On September 28, 2004, the Company entered into a settlement agreement with Opus
International, which provided for the following terms: (i) the transfer of
6,000,000 shares of Infectech common stock owned by the Company to Opus
International, in full and fair settlement of the outstanding debt owed to Opus
International; (ii) upon the transfer of the Infectech shares to Opus
International, any and all outstanding debt that the Company owed to Opus
International was deemed discharged and the Company was released from any and
all liability regarding the debt; and (iii) the Company accepted the resignation
of Mitchell Felder and David C. McClelland as directors.

                                      -48-



12.  SUBSEQUENT EVENTS

In the first quarter of fiscal 2005, the Company sold 90,000 shares of
restricted common stock at $0.17 per share and received proceeds of $15,300.

In the first quarter of fiscal 2005, the Company issued 100,000 shares of
restricted common stock to a consultant and 500,000 shares of restricted common
stock to a Director.

In the first quarter of fiscal 2005 the Company issued the 6,105,000 common
shares subscribed for at December 31, 2004.

On February 14, 2005, the Company completed a Consulting Agreement with Dr.
Tanvir Khandaker, to work full time as our consultant in the areas of business
development, mergers and acquisitions, partnering and licensing during our
Fiscal Year 2005. In return for Dr. Khandaker's services, the Company provides a
monthly retainer of $10,000 to him. Dr. Khandaker is a Director.
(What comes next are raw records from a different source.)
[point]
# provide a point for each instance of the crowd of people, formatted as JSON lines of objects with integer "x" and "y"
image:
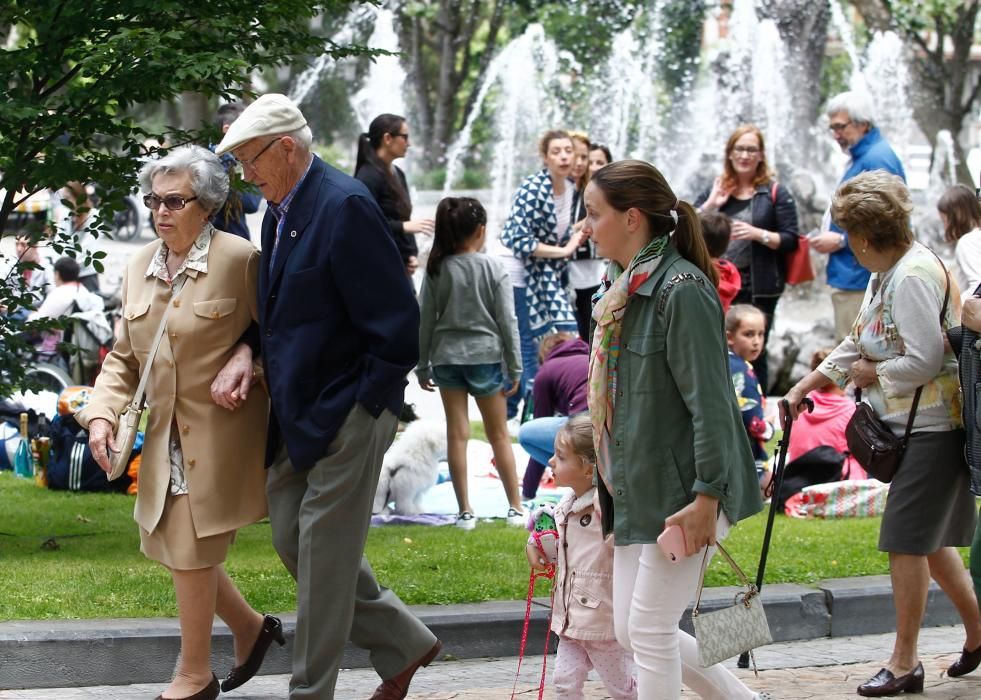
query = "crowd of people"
{"x": 617, "y": 306}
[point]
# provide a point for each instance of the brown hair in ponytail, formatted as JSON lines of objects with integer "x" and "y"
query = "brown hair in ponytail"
{"x": 368, "y": 144}
{"x": 635, "y": 184}
{"x": 457, "y": 220}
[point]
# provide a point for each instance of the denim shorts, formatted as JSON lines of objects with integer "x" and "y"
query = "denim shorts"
{"x": 477, "y": 380}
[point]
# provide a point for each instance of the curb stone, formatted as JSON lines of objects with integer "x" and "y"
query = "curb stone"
{"x": 74, "y": 653}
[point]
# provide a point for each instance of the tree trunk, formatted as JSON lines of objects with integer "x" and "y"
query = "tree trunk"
{"x": 943, "y": 94}
{"x": 410, "y": 34}
{"x": 803, "y": 26}
{"x": 448, "y": 26}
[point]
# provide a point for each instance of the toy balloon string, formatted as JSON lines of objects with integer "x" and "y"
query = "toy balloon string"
{"x": 548, "y": 573}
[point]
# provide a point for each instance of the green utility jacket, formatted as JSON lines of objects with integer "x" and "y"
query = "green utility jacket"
{"x": 677, "y": 430}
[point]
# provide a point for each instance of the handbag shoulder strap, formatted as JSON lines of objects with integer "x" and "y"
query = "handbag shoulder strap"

Subsequent to year-end, on April 4, 2005, a Motion to Enforce Settlement
Agreement was filed against the Company in the Circuit Court of Broward County
Florida by Bio Therapeutics, Inc. f/k/a Phylomed Corp. in Nutra Pharma Corp. v.
Bio Therapeutics, Inc. (17th Judicial Circuit, Case No. 03-008928 (03)). This
proceeding results from the Company's alleged breach of a settlement agreement
that was entered into between Bio Therapeutics and the Company in resolution of
a previous lawsuit between the Company and Bio Therapeutics that was resolved by
entering into a Settlement Agreement. The Company also entered into a related
License Agreement and Amendment to the License Agreement ("License Agreement")
with Bio Therapeutics.

In the April 4, 2005 motion, Bio Therapeutics alleges that the Company breached
certain provisions of the License Agreement and requests that the Court grant
its motion to enforce the Settlement Agreement by declaring the License
Agreement terminated, enjoining the Company from further use of license products
that was granted to the Company by the License Agreement, and awarding attorneys
fees and costs to Bio Therapeutics. This matter is set for a hearing to hear a
motion to set a motion for an evidential hearing.

The Company intends to defend against this action. The Company does not believe
that this action will have a material effect upon its operations; however, a
negative judgment against the Company could have a materially adverse effect on
its operations and financial condition.